If you are only vaguely curious, the simple answer is about $15,000, according to Daily Finance. When my client asked me about this, I decided it was time to do some checking.
In a national study, the answer was qualified with more data. All PV (photovoltaic) systems are not the same. Where they are (geographically), how much power they produce, and whether they are on an existing structure or a new house affects the return on investment.
The expanded study found that the “PV premium” adds about $4 per watt, or roughly $15,000 to the value of a home, based on an average-sized 3.6-kilowatt system. The premium holds across various states, housing and PV markets, and home types. The survey is based on data from the sale of 22,822 homes in total, 3,951 of which had PV in eight states from 2002-2013.
When I dig a bit deeper into the study, I find that PV systems outside of California do not bring as big a resale bump. Instead of $4 per watt, it is about $3.11 per watt. That brings the bonus to an average of $12,700.
For homes outside of California where we have data (in Connecticut, Florida, Massachusetts, Maryland, North Carolina, New York, and Pennsylvania), the PV premium is estimated to be $3.11/W and highly statistically significant (p-value < 0.01), but with a 95% confidence interval of $2.33. This indicates that, in this broader sample of homes, a premium for PV homes is evident, but that the smaller sample of homes outside California does not allow for a very precise estimate of the effect size. The estimated premium is very similar to the net cost estimate for this subset of $3.09/W, and it is not statistically different from the premium estimated for California homes…
Here in New England, most of our housing stock is old. Is there a difference in resale value for retrofitting, compared to building new with PV?
The study says:
Only a small and non-statistically significant difference exists between PV premiums for new and existing homes, though some evidence exists of new home PV system discounting. A PV green cachet might exist, i.e., home buyers might pay a certain amount for any size of PV system and some increment more depending on system size.
A warning about skimming this report and looking at the charts: There is a statistical blip that shows a higher premium in California for older houses with solar. That was mostly because of discounts on solar during the building boom in California prior to the 2009 real estate bust. Also, older houses that were retrofitted for PV were larger than the typical new construction property. (This large price increase for existing properties shows up in charts in the report, and is misleading, out of context.)

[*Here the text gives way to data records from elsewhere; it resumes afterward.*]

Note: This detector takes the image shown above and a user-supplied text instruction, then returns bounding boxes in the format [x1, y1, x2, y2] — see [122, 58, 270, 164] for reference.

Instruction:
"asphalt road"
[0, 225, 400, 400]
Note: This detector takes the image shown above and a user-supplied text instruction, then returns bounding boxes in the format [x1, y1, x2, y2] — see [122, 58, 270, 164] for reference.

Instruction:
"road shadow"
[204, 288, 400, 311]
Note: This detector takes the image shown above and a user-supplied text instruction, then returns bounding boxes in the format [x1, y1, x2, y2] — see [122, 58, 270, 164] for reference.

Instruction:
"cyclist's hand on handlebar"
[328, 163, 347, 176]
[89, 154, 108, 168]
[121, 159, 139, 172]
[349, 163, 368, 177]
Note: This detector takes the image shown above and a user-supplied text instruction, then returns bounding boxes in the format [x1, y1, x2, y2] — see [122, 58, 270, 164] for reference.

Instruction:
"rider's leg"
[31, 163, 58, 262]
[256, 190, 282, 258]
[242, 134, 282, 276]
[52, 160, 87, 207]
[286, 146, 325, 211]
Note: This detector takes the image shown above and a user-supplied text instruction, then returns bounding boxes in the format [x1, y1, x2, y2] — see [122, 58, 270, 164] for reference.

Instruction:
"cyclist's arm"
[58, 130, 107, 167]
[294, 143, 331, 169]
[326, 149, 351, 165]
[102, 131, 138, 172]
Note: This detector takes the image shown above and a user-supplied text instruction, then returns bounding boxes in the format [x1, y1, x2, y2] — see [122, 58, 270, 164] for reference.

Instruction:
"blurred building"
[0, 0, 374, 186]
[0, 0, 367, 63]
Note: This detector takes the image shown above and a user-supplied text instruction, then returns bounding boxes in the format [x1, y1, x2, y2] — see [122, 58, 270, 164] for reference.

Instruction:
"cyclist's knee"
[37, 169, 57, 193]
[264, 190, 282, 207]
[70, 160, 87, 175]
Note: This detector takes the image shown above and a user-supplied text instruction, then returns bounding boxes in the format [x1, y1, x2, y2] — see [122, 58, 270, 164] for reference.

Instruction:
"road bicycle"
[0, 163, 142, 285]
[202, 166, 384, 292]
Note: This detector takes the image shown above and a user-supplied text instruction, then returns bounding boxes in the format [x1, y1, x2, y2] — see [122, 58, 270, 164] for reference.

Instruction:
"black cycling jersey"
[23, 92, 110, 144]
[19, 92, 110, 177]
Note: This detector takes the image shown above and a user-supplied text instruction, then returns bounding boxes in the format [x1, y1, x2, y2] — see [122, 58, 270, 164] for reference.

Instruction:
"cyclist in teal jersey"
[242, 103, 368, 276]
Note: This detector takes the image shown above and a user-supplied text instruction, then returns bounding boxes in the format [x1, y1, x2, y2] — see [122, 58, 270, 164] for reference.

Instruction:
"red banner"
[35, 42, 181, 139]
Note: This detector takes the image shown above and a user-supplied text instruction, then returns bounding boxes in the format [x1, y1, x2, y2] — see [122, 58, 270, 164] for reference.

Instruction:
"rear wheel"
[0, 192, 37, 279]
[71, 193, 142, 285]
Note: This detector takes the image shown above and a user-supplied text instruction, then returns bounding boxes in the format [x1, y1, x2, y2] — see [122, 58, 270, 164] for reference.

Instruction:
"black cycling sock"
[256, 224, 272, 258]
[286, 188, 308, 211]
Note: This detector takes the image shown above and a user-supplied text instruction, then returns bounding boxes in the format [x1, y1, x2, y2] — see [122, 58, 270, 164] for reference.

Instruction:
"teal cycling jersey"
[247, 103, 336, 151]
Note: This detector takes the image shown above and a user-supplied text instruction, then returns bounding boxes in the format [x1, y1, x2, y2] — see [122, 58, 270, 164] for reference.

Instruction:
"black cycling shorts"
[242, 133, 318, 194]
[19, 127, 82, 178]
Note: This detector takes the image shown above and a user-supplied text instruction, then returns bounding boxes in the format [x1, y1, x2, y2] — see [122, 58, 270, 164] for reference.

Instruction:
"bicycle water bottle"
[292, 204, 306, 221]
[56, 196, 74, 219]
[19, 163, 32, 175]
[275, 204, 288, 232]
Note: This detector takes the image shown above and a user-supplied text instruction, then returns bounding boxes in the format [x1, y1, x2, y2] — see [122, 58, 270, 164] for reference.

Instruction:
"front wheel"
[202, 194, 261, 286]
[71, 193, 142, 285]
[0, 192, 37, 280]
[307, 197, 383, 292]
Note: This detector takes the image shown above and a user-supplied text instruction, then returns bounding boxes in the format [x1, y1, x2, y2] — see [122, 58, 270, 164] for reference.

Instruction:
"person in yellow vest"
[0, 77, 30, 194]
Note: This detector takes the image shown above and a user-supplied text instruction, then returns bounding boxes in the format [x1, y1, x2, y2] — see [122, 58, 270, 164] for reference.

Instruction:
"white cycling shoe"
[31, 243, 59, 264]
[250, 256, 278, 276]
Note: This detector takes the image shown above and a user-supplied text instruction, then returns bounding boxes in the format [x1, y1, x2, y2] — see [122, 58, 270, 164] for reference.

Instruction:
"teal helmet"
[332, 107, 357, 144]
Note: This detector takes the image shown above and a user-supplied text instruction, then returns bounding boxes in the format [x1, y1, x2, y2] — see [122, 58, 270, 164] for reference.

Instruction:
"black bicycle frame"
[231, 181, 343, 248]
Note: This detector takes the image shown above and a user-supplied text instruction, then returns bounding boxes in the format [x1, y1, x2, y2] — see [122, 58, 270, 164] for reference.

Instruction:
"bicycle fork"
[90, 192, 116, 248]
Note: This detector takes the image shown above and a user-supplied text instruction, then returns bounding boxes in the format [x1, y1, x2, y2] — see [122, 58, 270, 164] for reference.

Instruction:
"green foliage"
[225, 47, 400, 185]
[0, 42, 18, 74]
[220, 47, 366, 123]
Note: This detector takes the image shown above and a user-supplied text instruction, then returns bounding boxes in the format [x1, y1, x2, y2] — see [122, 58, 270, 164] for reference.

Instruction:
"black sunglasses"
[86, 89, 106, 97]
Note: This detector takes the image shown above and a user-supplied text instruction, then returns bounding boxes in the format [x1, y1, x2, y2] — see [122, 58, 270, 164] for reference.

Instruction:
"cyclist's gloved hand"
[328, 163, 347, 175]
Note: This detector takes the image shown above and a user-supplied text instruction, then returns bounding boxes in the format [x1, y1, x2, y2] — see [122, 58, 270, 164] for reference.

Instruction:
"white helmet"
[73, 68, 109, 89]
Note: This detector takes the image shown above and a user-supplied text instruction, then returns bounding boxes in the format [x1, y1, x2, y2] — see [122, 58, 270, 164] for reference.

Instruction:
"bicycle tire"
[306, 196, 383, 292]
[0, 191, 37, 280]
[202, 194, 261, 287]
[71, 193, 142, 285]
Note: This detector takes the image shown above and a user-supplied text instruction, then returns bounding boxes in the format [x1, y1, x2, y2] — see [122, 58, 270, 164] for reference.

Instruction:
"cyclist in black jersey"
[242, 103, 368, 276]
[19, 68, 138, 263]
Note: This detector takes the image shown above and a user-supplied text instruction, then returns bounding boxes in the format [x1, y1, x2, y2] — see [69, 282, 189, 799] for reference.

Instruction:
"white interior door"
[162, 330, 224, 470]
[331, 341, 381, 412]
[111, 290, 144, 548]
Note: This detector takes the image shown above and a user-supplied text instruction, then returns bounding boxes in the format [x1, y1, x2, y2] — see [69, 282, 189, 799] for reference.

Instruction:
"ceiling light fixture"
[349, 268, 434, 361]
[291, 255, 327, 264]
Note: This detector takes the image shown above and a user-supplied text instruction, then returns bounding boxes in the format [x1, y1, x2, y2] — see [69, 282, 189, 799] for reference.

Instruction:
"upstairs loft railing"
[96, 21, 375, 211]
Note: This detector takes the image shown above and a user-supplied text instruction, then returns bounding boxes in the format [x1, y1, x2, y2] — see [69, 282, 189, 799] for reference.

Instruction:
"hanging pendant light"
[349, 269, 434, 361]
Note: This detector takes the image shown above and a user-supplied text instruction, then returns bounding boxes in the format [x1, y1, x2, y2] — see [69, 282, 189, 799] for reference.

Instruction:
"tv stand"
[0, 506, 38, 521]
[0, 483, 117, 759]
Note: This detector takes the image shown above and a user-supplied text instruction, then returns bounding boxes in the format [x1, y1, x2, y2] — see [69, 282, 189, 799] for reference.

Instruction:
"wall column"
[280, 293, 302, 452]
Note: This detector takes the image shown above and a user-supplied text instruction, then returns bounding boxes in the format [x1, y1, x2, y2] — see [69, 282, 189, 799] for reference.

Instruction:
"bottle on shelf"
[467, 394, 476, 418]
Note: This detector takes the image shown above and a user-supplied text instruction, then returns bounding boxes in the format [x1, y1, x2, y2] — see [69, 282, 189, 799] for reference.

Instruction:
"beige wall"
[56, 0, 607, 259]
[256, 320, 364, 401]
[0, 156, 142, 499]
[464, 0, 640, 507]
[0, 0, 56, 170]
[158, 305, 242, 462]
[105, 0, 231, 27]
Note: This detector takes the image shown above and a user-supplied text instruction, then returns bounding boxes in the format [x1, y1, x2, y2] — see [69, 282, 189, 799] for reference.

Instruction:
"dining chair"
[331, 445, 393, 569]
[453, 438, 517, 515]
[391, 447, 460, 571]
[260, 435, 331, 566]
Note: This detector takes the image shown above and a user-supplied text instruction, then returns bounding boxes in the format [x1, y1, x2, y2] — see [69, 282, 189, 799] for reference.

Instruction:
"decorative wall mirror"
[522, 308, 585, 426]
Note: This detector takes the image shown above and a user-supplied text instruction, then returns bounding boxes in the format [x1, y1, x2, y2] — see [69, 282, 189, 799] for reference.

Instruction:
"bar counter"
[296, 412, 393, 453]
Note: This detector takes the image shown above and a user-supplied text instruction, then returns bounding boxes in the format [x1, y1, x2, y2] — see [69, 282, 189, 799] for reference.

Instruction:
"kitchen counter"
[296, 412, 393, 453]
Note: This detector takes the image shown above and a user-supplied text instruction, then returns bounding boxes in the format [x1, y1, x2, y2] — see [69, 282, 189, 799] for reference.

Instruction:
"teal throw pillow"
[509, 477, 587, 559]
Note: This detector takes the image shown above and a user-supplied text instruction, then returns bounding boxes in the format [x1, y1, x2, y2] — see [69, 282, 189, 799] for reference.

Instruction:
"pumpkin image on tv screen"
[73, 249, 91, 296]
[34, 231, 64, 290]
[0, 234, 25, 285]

Another place for information: Appraisers have developed a website to figure out the value of green features.
A word of caution: About depreciation. The data is not in. It is too soon to tell. This will be interesting to watch. When PV was introduced in the 1970s, many of the companies doing the work went out of business. By the 1990s, a PV system on a house was a liability, since many did not work. Most of them ran hot water tanks, and not house electricity.
Has PV succeeded this time? Will the systems still be attractive 20 years later?